Dalton bobbed his eyebrows up and down. “My parents say they started out as friends.”
“Gross, knock it off.” Cole couldn’t let Dalton say or do anything that might make Jenna suspect he thought she was cute. “I should have never told you I used to like her. That was forever ago. We’re just doing this for fun.”
Dalton squinted up ahead. “Looks like a big group.”
He was right. They found Jenna waiting with seven other kids—three of them boys. She was still dressed like Cleopatra.
“Here they are,” Jenna announced. “We can go now.”
“I have the address,” Cole offered.
“I know where it is,” Blake said. “I went by earlier tonight.”

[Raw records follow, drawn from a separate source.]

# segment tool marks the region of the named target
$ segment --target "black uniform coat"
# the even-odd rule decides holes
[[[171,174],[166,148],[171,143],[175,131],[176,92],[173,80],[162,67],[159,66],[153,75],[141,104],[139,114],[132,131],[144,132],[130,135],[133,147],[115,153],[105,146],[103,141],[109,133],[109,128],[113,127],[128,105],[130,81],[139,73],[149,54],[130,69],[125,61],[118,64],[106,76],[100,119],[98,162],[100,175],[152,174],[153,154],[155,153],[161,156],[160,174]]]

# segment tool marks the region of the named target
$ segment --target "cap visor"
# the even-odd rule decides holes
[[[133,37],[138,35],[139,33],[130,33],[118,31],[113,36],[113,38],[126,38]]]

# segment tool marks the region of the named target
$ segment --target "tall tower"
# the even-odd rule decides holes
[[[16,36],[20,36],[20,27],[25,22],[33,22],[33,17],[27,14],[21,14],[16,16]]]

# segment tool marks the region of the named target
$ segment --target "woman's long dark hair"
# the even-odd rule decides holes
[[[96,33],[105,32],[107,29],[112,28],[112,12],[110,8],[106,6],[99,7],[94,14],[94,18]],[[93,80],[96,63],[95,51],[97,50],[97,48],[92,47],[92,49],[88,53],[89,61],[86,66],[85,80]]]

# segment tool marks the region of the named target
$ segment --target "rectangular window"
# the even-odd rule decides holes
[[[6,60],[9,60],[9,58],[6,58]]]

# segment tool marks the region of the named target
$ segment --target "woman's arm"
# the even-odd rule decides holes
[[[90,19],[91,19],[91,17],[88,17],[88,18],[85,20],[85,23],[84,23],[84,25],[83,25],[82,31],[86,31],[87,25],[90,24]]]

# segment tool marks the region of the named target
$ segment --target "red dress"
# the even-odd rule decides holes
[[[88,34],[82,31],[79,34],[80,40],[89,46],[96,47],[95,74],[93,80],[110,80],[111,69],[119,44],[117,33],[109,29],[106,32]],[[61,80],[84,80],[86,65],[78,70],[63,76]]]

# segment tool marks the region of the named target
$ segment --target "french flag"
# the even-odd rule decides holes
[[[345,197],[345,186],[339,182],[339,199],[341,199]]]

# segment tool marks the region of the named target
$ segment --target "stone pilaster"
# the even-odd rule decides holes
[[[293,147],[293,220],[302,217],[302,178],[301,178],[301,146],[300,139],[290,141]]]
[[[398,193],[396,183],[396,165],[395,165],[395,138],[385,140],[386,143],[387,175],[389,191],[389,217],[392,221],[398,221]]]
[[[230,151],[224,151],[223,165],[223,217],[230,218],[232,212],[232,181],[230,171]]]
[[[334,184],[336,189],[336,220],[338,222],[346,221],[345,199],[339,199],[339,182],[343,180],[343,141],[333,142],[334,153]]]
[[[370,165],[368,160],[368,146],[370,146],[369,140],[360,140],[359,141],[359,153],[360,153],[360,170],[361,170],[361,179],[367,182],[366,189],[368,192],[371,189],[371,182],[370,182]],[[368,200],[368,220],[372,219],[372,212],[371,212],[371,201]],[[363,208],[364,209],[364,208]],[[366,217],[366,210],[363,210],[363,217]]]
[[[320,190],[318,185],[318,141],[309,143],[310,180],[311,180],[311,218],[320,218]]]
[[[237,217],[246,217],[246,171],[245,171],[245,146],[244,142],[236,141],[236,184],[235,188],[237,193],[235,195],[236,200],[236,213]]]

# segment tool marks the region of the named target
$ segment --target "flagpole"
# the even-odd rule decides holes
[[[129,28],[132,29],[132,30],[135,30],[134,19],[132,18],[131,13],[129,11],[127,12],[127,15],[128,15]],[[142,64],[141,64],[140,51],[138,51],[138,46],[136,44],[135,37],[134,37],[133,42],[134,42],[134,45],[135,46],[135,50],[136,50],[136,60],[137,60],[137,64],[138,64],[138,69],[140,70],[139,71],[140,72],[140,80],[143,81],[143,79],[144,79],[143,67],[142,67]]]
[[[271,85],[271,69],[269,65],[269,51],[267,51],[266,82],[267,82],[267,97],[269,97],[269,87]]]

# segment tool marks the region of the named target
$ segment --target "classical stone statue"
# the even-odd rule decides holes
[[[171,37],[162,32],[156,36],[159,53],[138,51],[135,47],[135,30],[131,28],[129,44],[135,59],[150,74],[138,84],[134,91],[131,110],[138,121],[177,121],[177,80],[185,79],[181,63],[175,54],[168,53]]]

“What’s it like?” Dalton asked.
“I didn’t go inside,” Blake replied. “I just live nearby.”
Cole knew Blake from school. He was the kind of guy who liked to take charge and talked a lot. He always wanted to be goalie at recess, even though he wasn’t that good.
As they started walking, Blake took the lead. Cole fell in beside Jenna. “So what’s your name?” Cole asked.
“Huh?” she replied. “Cleopatra?”
“No, you’re her twin.”
“Right. Want to guess?”
“That doesn’t sound very Egyptian.”
“Sure, let’s go with that.” Jenna laughed lightly, then strayed over to her friend Sarah and started talking. Cole fell back to walk with Dalton.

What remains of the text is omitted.